Fundamentos de la Filosofía del Porvenir, Ludwig Feuerbach

[Grundsätze der Philosophie der Zukunft]. Obra filosófica de Ludwig Feuerbach (1804-1872), publicada en 1843. Des­pués de que en los Pensamientos sobre la Muerte y la inmortalidad, Feuerbach había renovado la idea de Hegel, insistiendo en la inadecuación del concepto a la realidad y sosteniendo (en su crítica de la filosofía hegeliana) que la esencia de la naturaleza es la «individuación», desarrolla aquí ulte­riormente su concepto ya madurado en la Esencia del Cristianismo (v.). Verdadera realidad es la naturaleza sensible, que es siempre individual y no puede ser dedu­cida de la idea y de lo universal, que son solamente imágenes ilusorias de la indivi­dualidad natural. El espíritu no es la natu­raleza, sino su pálida imagen: el desdobla­miento del individuo. En el fenómeno, el ser se manifiesta de una manera completa y adecuada; la realidad no es otra cosa que sensibilidad. «Verdad, realidad, mundo de los sentidos, son cosas idénticas… Donde no hay sentidos no puede haber objetos reales».

Al contrario de la filosofía antigua, que partía de la siguiente premisa: «yo soy un ser abstracto, únicamente pensante, mi cuerpo no forma parte de mi ser», la filo­sofía moderna empieza con la tesis «yo soy un ser real, sensible; el cuerpo forma parte de mi ser, es más, en su conjunto es mi mismo ser». Solamente allí donde el mun­do de los sentidos empieza, toda duda y discusión cesa. A primera vista, esto sue­na como una aseveración aún más enfá­tica que el cenismo de Loche, y aún co­mo una modernización del viejo epicureismo y de – las teorías de Telesio.

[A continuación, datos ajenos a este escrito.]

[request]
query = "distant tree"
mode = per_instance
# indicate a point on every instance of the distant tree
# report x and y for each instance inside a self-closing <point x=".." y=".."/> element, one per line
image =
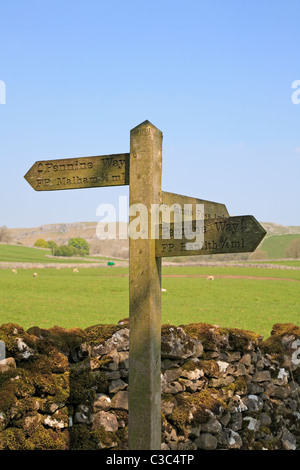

Pero el sensismo de Feuerbach no es propiamen­te materialista puesto que él no consi­dera la fuerza como cualidad exclusiva de la materia: esto se resuelve en una es­pecie de idealismo. El ser es un secreto de la intuición, de la sensación, del amor. Solamente en la sensación, solamente en el amor, el «esto», esta persona, esta cosa, o sea, lo individual, tiene un valor absoluto. Siguiendo este camino, Feuerbach atribuye a la sensación un valor no sólo antropoló­gico, sino también metafísico, siendo la sen­sación la verdadera substancia de todo lo que es espiritual: no sólo la cosa, sino también el yo son el objeto de los senti­dos. Todo es, pues, perceptible por los sen­tidos por lo menos mediatamente, con los sentidos perfeccionados por la educación, con los ojos del filósofo». Ampliada así la acepción del «sensismo» hasta llegar a in­cluir en él los sentimientos internos, incluso intelectuales y «perfeccionados» por la edu­cación, y los «ojos del filósofo» combinados con la influencia de las ideas adquiridas y con el elemento intelectual, la palabra sue­na de una manera ambigua e impropia, o mejor, equívoca.

Y esto revela claramente la íntima contradicción del pensamiento de este filósofo que se manifiesta asimismo en su moral. Verdaderamente, la oposición de Feuerbach a la idea universal y su insis­tencia sobre la exclusiva realidad de lo in­dividual, solamente objeto de nuestro saber, no es más que un episodio de la milenaria contienda entre nominalistas, conceptualis­tas y realistas, y un retorno a la posición de Escoto y de Ockham. La importancia de la obra, más que del pensamiento, es, pues, histórica, por la influencia que ejerció so­bre el pensamiento alemán idealista y re­ligioso, volviéndolo hacia la concepción más individualista, agnóstica y positivista de la vida, que dominó en la segunda mitad , del siglo XIX como base de movimientos radicales y revolucionarios.